Complex multi-trait responses to multivariate environmental cues in a seasonal butterfly

Developmental plasticity in a seasonal environment allows an organism to optimally match its life-history traits with the fluctuating conditions. This critically relies on abiotic and biotic factors, such as temperature or food quality, that act as environmental cues and predict seasonal transitions. In most seasonal environments, multiple factors vary together, making it crucial to understand their combined effects on an organisms phenotype. Here, we study plasticity in a multivariate environment in the butterfly Bicyclus anynana that exhibits two distinct seasonal phenotypes. Temperature is an important cue mediating plasticity in this species, but other environmental cues such as larval host plant quality could also be informative since plant quality deteriorates during the transition from wet to dry season in the field. We examine how temperature and host plant quality interact to affect life-history traits. Using a full-factorial design, we expose cohorts of larvae to either poor (old plants) or high (young plants) quality plants at different temperatures. Our results show that plant quality had a temperature and sex-dependent effect on life-history traits.
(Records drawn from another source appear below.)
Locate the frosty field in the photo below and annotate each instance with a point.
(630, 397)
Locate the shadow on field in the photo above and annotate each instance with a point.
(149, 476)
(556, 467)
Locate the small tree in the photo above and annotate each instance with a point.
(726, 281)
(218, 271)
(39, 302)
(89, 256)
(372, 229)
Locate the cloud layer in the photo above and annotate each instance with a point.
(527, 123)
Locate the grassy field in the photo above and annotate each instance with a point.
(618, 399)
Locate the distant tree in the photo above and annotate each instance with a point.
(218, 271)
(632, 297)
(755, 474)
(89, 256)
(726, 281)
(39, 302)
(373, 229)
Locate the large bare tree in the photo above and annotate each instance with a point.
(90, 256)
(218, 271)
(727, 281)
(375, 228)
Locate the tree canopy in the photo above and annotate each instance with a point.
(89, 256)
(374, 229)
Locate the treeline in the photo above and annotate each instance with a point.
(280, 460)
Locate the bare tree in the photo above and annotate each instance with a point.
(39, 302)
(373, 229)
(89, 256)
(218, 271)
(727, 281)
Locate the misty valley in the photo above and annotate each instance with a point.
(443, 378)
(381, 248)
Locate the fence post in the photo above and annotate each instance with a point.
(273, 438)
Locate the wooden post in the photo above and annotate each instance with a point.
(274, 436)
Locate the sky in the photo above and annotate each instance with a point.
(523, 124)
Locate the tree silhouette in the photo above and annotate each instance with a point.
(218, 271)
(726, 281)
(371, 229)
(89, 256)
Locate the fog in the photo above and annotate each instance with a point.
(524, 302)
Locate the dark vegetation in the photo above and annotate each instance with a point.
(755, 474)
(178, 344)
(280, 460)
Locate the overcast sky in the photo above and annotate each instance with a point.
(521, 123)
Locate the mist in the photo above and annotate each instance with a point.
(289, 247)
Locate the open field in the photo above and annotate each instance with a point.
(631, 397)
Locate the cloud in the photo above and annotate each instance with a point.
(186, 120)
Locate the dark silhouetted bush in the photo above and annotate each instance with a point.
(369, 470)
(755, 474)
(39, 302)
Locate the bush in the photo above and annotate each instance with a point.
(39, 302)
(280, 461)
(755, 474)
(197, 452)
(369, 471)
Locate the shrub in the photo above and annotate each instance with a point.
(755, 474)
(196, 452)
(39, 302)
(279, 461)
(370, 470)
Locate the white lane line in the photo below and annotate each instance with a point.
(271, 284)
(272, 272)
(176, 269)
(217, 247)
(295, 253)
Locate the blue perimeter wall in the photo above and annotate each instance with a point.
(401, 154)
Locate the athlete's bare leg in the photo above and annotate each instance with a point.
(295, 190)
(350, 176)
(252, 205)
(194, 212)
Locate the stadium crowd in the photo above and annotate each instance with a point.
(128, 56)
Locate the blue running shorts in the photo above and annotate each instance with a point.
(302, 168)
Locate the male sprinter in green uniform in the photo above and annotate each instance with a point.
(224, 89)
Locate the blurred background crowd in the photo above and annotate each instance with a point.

At lower and intermediate temperatures, it decreased body mass and prolonged development time, indicating that poor plant quality acted as a stressor. However, metabolic rates in adults were not affected, indicating that individuals could, at least in part, compensate for stressful juvenile conditions. In contrast, at higher temperatures poor plant quality induced a partial dry-season phenotype, indicating that it may have acted as an environmental cue. Moreover, poor plant quality, particularly in males, also decreased the correlation between life history traits, signifying disrupted phenotypic integration. Our study reveals complex interactive effects of two environmental variables on seasonal plasticity, reflecting differences in their reliability as seasonal cues. This highlights the importance of studying the combined effects of multiple environmental factors to better understand the regulation of phenotypic plasticity in wild.